Sledge hammer solutions
If you’re spending a lot of time building or buying a system that is like a hammer and sees every site as a nail, you end up paying for tech you don’t need. This adds up quickly if you are scraping a lot of pages.
Pros: Instant unblocking of the majority of websites
Cons: Expensive and doesn’t scale well
Trade-offs: Sacrifices cost for speed and success
The compromise solution
Building a system that trades off some success for cost efficiency might work well if you’re under little to no time pressure and can constantly revise.
Pros: Cheaper to run than sledge hammer and AI solutions
Cons: Susceptible to missing data and slow crawling
Trade-offs: Sacrifices speed and success for cost
The optimised solution
You can build systems with waterfalls of varying proxy types, browsers and other infrastructure. We’ve even seen generative AI being used to facilitate and speed up developers by being able to manually build crawlers as JSON instructions for a complex optimised system. The issue here is that you’re spending a lot of time and money building a very fragile, multi-vendor system that requires a lot of maintenance and upkeep.
Pros: Instant unblocking of the majority of websites
Cons: Costs a lot to build and maintain and you need highly specialised developers
Trade-offs: Cost efficiency is gained at the high cost of system ownership. Even if you’re building smart systems, with some logic to help navigate the distribution problem, you’re just shunting the problem into a different challenge. You’re swapping the time it takes to scrape websites one by one for the challenge of building a vast scraping system. That system might save your developers time in building and maintaining the actual crawler, but another developer has to balance and maintain a proprietary system created from multiple tools, vendors and internal code bases. So any time savings are diminished because of the total cost of ownership for the entire scraping system.
AI solutions
You can build AI powered or AI augmented solutions that can speed up some aspects of writing web scraping code from spider/crawler creation to selector generation. You can even use large language models (LLM) to parse page data or to write selector code for you.
Pros: You can increase productivity in multiple areas by having AI do some of the manual coding work for you at development time. E.g. help you write selector code or convert JSON into scraping configurations.
Cons: The trade off here is that the LLMs are generally too expensive to run on every page (and they aren’t very accurate for specific fields like SKU or Price), so using LLMs for extraction is out.
Trade-offs: So you are basically just using it to speed up writing selectors, which is nice, but those selectors will break in time, and you'll have to fix them again and again.
Is compromise between cost, speed and success inevitable?
Kind of…
Ultimately, no matter which system you build you’re always going to be tied to one fatal flaw — you're using human power to diagnose, overcome and fix website bans one by one. Your headcount determines your speed and capacity to scale more than any other factor (outside of budget).
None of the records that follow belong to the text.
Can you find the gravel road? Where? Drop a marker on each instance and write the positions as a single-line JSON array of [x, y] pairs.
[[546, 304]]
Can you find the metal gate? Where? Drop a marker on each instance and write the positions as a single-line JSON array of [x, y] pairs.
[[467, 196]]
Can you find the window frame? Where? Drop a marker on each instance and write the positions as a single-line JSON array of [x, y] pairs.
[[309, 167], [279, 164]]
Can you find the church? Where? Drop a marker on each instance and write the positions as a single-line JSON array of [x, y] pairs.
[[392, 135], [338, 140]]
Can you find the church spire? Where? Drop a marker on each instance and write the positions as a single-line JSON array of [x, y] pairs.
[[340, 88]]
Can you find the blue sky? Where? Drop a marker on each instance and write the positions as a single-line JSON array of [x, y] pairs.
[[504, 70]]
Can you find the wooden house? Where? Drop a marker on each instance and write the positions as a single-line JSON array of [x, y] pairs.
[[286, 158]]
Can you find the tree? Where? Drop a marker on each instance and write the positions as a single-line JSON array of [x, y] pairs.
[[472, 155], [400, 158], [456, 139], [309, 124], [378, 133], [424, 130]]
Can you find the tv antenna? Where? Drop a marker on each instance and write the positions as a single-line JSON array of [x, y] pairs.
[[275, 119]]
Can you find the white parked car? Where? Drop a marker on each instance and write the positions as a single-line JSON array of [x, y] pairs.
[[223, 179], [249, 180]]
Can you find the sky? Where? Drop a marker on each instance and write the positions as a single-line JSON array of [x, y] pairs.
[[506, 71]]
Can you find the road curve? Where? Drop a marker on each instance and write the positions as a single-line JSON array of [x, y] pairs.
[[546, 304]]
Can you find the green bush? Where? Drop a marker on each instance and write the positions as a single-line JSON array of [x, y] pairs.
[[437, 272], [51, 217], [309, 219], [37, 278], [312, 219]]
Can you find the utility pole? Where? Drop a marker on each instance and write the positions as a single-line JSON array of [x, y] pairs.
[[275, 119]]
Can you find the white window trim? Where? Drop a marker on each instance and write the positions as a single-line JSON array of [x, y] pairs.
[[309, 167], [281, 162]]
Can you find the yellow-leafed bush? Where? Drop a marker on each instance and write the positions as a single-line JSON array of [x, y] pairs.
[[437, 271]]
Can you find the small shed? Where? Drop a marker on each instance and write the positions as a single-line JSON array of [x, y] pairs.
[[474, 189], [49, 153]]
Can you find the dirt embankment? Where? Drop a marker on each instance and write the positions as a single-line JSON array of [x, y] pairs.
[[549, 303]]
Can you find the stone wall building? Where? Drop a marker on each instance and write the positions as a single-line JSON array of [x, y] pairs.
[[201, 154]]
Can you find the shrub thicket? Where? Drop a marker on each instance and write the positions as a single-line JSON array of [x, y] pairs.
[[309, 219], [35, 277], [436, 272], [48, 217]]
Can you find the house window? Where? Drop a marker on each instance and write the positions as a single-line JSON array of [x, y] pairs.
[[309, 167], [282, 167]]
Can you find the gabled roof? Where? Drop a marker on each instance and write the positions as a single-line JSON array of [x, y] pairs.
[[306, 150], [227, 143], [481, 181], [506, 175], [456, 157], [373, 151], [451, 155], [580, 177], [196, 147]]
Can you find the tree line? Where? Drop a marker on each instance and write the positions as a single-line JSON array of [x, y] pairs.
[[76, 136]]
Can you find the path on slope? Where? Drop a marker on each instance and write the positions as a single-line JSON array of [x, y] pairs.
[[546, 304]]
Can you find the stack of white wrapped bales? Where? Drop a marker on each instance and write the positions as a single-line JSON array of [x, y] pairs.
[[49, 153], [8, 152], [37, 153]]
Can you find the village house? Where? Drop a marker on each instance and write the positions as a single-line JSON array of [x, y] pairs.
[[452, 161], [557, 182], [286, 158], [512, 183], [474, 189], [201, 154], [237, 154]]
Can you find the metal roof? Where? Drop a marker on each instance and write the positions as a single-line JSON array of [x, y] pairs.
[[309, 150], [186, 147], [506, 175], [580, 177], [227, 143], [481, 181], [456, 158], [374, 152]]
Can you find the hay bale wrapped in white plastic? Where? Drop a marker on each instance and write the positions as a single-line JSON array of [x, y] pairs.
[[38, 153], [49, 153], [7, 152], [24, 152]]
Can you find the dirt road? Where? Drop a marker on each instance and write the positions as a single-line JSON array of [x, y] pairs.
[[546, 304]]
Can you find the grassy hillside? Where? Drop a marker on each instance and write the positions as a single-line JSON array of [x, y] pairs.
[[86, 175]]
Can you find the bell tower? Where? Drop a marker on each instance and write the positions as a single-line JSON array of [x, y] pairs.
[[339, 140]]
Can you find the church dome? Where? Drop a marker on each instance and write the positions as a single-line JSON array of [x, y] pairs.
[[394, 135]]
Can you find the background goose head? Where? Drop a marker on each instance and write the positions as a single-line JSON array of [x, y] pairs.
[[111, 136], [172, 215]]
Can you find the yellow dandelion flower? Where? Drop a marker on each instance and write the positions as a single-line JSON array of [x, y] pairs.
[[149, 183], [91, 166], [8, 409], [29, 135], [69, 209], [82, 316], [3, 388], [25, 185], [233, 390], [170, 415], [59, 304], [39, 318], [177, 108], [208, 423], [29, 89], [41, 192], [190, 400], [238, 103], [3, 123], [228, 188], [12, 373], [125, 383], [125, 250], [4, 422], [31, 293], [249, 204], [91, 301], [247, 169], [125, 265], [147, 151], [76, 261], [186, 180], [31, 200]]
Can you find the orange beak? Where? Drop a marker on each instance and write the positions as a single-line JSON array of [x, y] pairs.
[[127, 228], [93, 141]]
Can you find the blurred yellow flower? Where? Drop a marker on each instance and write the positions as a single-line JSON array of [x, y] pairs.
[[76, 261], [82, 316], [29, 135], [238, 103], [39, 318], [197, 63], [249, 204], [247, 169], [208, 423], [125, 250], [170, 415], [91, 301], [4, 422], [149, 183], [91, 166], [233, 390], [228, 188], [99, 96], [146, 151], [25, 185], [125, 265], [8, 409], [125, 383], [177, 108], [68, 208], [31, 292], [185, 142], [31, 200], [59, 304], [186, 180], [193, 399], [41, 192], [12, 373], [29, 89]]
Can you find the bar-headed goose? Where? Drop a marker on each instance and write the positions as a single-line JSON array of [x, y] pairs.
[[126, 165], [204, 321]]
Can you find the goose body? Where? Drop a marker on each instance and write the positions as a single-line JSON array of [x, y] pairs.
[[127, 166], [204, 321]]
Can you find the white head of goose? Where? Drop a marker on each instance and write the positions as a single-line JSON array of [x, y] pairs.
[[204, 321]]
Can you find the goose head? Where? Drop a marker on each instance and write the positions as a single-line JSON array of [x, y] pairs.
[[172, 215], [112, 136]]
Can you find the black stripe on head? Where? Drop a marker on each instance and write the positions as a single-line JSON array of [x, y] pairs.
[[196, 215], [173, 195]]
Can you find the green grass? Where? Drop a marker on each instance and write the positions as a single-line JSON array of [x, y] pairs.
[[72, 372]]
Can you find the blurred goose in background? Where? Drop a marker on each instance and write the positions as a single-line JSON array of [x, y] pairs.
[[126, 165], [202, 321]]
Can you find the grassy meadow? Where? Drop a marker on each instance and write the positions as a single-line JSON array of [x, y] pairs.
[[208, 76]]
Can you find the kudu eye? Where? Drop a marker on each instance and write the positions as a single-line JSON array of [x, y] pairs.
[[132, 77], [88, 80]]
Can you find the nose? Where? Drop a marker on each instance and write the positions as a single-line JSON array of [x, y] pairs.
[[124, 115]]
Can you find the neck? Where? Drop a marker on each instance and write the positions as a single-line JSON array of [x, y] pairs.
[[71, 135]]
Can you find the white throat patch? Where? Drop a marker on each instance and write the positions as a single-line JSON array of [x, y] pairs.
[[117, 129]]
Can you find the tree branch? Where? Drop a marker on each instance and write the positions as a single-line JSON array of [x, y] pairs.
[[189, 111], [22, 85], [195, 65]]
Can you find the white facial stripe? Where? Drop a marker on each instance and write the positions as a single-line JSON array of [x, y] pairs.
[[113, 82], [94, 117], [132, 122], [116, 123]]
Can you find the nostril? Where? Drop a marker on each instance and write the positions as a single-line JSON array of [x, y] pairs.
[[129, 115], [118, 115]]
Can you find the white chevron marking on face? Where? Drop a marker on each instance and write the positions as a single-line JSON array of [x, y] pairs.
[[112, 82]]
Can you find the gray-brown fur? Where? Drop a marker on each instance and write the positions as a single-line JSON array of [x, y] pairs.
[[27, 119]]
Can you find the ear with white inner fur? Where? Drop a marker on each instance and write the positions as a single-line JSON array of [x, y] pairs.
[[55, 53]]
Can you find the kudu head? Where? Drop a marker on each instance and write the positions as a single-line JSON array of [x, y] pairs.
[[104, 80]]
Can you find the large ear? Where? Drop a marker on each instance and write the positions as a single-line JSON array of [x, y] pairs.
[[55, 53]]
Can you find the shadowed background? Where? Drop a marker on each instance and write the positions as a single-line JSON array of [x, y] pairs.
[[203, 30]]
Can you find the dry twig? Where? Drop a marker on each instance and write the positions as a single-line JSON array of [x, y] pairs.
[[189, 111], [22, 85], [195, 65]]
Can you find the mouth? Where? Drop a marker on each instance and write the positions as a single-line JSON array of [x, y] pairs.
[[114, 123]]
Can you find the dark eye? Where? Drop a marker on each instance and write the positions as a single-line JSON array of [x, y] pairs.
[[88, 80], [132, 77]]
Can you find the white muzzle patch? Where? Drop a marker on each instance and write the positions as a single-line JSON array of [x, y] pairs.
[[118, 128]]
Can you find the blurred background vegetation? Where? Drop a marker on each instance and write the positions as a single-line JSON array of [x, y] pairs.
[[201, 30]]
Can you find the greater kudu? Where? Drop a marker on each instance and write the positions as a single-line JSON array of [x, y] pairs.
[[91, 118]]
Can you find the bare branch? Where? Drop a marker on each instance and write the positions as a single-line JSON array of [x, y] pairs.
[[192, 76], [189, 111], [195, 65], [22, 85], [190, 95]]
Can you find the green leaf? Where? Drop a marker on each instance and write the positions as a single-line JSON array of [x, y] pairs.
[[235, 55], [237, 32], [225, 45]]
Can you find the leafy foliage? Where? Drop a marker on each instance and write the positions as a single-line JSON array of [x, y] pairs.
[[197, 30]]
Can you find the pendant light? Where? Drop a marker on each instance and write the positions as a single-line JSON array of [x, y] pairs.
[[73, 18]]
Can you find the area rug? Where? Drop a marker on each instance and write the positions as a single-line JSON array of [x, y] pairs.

Depending on your business and project needs, that might be OK though.
Sometimes it's okay to spend thirty times more per request, when you’re only crawling five websites and 10,000 pages if speed is your priority.
Sometimes you’re only going to extract data from one massive website with tens of millions of pages once per quarter, so you need to have hyper-optimised requests that are super cheap per request for that one website.
However, in the case where you want to extract data from lots of different websites, quickly with high success at a low total cost or without investing in years-long programs of system development, then there are few options. And any solution needs the ability to:
Analyse a website’s anti-bot tech on the fly without (much) human intervention.
Automatically assign the minimum set of resources needed to overcome any ban. It has to be cheaper or cheaper for the easy sites and appropriately priced for the more difficult ones.
Monitor and self-correct over time.
Access to the infrastructure required to access the websites and return the data (Proxies, browsers, stealth tech, cookie management, etc).
Work using an API to interact, customise and control the solution via a scraping framework like Scrapy.
Have a pricing model that adjusts to each site's costs individually.
Failure to have any one of these will doom any website unblocking system to the cost vs speed vs success trade off and crush your ability to collect web data at scale. You’ll be bogged down with upfront work unblocking spiders and then monitoring and maintaining their health.